About Search Engines

History of Search Engines

The history of search engines actually began before the world wide web. After WWII, Vannaver Bush urged scientists to work together to build a body of knowledge for all mankind. He proposed the idea of a virtually limitless, fast, reliable, extensible memory storage and retrieval system. he named this device a memex.

The first few hundred web sites began in 1993, and most were at colleges. Before web pages, Alan Erntage, a student at McGill University in Montreal, developed the first search engine. He named it Archie. Archie helped solve the data scatter problem by using a regular expression matcher for retrieving file names matching a user query. As word of mouth about Archie spread, the University of Nevada System Computing Services group developed Veronica. Veronica served the same purpose as Archie, but it worked on plain text files.

Parts of A Search Engine

Search engines consist of 3 parts. Search engine spiders follow links on the www to request pages that are either not yet indexed or have been updated since they were last indexed. The pages are crawled and are added to the search engine index (also known as the catalog). The third part of a search engine is the search interface and relevancy software.

How Search Engines Work

Search engines work by accepting the user inputted query. They check to match an advanced syntax or misspellings. they check to see if the query is relevant to other vertical search databases and place relevant links to a few items from that type of search query near the regular search results. They gather a list of relative pages for the search results. The results are then ranked based on page content, usage data, and link citation data. Searchers generally only click on the first few results of the query.

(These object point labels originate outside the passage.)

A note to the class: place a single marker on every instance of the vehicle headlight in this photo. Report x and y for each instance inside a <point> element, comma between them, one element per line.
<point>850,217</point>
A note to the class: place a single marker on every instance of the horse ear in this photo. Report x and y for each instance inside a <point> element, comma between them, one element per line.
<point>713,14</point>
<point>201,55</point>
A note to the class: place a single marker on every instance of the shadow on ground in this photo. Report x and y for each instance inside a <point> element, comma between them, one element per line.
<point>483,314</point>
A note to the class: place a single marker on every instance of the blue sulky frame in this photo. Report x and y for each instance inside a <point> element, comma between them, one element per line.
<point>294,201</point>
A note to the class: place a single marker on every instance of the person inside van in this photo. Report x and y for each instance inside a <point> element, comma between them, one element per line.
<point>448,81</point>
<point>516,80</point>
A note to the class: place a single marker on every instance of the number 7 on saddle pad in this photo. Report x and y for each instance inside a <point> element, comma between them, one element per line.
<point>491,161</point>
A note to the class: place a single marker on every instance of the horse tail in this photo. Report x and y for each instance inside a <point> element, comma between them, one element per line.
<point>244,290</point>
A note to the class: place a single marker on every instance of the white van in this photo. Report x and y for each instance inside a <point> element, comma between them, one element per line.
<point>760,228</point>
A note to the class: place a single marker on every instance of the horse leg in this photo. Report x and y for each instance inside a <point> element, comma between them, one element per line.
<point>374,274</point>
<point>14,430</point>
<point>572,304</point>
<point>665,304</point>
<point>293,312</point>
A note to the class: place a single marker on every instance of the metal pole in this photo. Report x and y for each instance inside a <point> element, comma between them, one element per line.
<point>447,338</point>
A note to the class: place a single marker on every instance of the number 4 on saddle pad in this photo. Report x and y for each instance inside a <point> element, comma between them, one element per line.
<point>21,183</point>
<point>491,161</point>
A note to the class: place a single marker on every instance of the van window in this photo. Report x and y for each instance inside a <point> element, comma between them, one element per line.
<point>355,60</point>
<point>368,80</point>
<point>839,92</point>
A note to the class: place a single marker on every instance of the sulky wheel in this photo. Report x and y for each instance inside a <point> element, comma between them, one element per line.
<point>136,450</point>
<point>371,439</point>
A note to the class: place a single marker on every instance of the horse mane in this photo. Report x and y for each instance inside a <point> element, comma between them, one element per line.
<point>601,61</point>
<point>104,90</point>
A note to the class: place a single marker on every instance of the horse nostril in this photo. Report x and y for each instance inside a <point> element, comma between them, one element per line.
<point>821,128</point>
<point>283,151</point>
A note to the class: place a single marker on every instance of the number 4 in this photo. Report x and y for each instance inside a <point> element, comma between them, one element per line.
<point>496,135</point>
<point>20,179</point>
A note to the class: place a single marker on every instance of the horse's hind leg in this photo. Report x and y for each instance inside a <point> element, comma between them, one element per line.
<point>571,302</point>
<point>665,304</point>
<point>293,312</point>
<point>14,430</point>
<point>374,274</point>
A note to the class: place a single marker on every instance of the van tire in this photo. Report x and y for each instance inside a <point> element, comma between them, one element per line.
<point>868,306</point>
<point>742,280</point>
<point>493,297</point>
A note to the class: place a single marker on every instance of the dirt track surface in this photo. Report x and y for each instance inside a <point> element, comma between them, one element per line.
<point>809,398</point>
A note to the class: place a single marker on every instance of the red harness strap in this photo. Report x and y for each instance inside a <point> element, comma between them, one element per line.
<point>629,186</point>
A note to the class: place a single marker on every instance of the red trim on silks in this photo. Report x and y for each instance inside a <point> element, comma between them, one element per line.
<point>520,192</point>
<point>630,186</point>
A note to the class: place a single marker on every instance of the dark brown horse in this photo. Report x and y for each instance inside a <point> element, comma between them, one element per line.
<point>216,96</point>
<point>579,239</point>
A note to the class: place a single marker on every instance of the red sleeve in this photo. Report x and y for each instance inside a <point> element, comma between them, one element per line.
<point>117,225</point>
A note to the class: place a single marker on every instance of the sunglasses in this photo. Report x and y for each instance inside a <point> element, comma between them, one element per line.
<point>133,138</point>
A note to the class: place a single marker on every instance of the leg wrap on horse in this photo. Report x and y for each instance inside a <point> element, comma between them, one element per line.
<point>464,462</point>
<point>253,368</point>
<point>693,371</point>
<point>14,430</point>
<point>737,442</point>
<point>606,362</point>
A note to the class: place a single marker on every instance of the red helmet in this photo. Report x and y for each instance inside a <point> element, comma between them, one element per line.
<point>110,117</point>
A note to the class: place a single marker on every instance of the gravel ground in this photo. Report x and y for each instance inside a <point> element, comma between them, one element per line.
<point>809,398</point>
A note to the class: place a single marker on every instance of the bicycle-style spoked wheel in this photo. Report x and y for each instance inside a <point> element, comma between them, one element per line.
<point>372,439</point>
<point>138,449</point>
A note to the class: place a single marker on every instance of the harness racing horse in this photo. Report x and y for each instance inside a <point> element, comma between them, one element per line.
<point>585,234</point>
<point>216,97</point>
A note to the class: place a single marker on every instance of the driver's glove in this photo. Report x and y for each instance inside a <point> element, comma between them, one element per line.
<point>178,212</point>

There are basically three types of search queries. Informational queries seek static information about a topic. Transactional queries are used for shopping or downloading. Navigational queries refer to a specific URL. Understanding how search engines work is critical to the success of your internet marketing campaign. There are a number of tools available to analyze what words visitors are searching on to reach your site. By analyzing the search queries, your marketing campaign can be expanded to capture the largest audience possible.